The field of natural language processing is witnessing a significant shift towards leveraging reinforcement learning (RL) to advance long-form writing and reasoning capabilities. Researchers are exploring innovative approaches to overcome the limitations of traditional supervised fine-tuning methods, such as data saturation and restricted learning capacity. One notable direction is the development of adaptive curriculum RL frameworks, which enable models to learn from selectively chosen training examples and adapt to evolving task difficulty. This leads to improved long-form writing performance and surprising generalization to long-input reasoning tasks.
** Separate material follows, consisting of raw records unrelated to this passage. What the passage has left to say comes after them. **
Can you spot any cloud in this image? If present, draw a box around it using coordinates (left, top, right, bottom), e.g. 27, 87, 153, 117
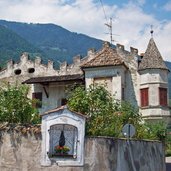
0, 0, 171, 60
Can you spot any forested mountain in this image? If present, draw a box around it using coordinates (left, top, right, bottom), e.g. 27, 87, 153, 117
166, 61, 171, 99
0, 20, 171, 98
0, 20, 102, 63
0, 25, 43, 66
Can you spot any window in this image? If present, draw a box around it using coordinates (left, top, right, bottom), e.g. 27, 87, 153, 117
14, 69, 21, 75
61, 98, 67, 106
122, 87, 125, 100
94, 77, 112, 93
28, 68, 35, 74
140, 88, 149, 107
159, 87, 167, 106
32, 92, 42, 108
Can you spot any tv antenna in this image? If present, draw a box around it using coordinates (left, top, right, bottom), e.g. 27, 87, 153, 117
99, 0, 120, 44
105, 17, 114, 44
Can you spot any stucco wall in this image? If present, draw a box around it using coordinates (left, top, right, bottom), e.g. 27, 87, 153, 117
0, 131, 165, 171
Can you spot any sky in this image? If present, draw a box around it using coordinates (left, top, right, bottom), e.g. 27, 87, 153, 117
0, 0, 171, 61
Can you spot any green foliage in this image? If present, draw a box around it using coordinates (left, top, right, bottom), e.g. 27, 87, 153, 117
0, 85, 40, 124
68, 85, 166, 140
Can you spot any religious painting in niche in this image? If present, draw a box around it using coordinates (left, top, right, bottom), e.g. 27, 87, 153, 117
49, 124, 78, 158
94, 77, 112, 93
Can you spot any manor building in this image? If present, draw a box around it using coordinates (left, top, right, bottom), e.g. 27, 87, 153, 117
0, 38, 171, 123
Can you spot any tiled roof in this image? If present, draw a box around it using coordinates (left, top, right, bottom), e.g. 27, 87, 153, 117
139, 38, 168, 70
23, 74, 84, 84
81, 46, 127, 68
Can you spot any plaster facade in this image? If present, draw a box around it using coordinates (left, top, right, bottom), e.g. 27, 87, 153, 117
0, 39, 171, 122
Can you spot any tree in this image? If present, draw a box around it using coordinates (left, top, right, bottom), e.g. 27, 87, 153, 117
68, 85, 141, 137
68, 85, 166, 140
0, 85, 40, 124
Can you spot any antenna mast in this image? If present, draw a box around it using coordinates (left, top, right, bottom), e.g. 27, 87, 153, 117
105, 17, 114, 44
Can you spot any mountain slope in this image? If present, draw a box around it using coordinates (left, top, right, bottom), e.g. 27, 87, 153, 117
0, 20, 102, 62
0, 25, 42, 66
165, 61, 171, 99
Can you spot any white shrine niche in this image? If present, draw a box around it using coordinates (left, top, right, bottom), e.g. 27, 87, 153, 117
41, 106, 86, 166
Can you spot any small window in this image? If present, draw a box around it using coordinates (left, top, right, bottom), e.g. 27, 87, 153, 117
32, 92, 42, 108
122, 87, 125, 100
28, 68, 35, 74
14, 69, 21, 75
49, 124, 78, 158
159, 87, 167, 106
61, 98, 67, 106
140, 88, 149, 107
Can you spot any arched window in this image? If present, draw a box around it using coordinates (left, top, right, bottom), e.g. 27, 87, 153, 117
49, 124, 78, 158
14, 69, 21, 75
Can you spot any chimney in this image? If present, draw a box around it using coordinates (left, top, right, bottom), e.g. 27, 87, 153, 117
48, 60, 53, 70
116, 44, 125, 51
7, 59, 14, 70
130, 47, 138, 55
35, 56, 42, 65
87, 48, 96, 56
73, 55, 81, 65
103, 41, 110, 48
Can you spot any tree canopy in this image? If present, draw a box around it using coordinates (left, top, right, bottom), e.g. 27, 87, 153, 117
0, 85, 40, 124
68, 85, 166, 140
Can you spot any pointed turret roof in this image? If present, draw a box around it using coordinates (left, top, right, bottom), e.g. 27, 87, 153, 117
139, 38, 168, 70
81, 43, 127, 68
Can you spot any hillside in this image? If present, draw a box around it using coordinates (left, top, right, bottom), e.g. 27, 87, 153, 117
0, 20, 171, 99
0, 25, 43, 66
0, 20, 102, 63
166, 61, 171, 99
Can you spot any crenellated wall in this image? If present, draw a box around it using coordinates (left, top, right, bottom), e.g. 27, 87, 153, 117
0, 128, 165, 171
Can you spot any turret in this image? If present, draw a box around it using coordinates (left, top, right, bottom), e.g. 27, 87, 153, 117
139, 38, 170, 122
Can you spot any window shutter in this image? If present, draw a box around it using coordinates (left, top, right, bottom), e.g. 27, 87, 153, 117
140, 88, 149, 107
32, 92, 42, 108
159, 87, 167, 106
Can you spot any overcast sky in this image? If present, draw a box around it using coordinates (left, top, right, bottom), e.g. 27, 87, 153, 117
0, 0, 171, 61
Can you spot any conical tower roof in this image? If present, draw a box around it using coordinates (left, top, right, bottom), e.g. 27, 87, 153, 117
139, 38, 168, 70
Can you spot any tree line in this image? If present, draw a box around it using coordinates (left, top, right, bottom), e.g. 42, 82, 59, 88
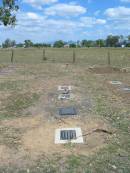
1, 35, 130, 48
Another area of focus is the creation of Reinforcement-Learned Teachers (RLTs) that can effectively distill knowledge to student models, unlocking new levels of efficiency and re-usability for the RL reasoning framework. Furthermore, online curriculum learning and in-context exploration are being investigated to accelerate training and enable extrapolation of test-time compute for large language models. Noteworthy papers in this area include:
- Writing-RL, which presents an Adaptive Curriculum Reinforcement Learning framework to advance long-form writing capabilities.
- Reinforcement Learning Teachers of Test Time Scaling, which introduces a new framework for training RLTs to yield effective downstream distillation.
- SPEED-RL, which proposes an adaptive online RL curriculum for selective prompting.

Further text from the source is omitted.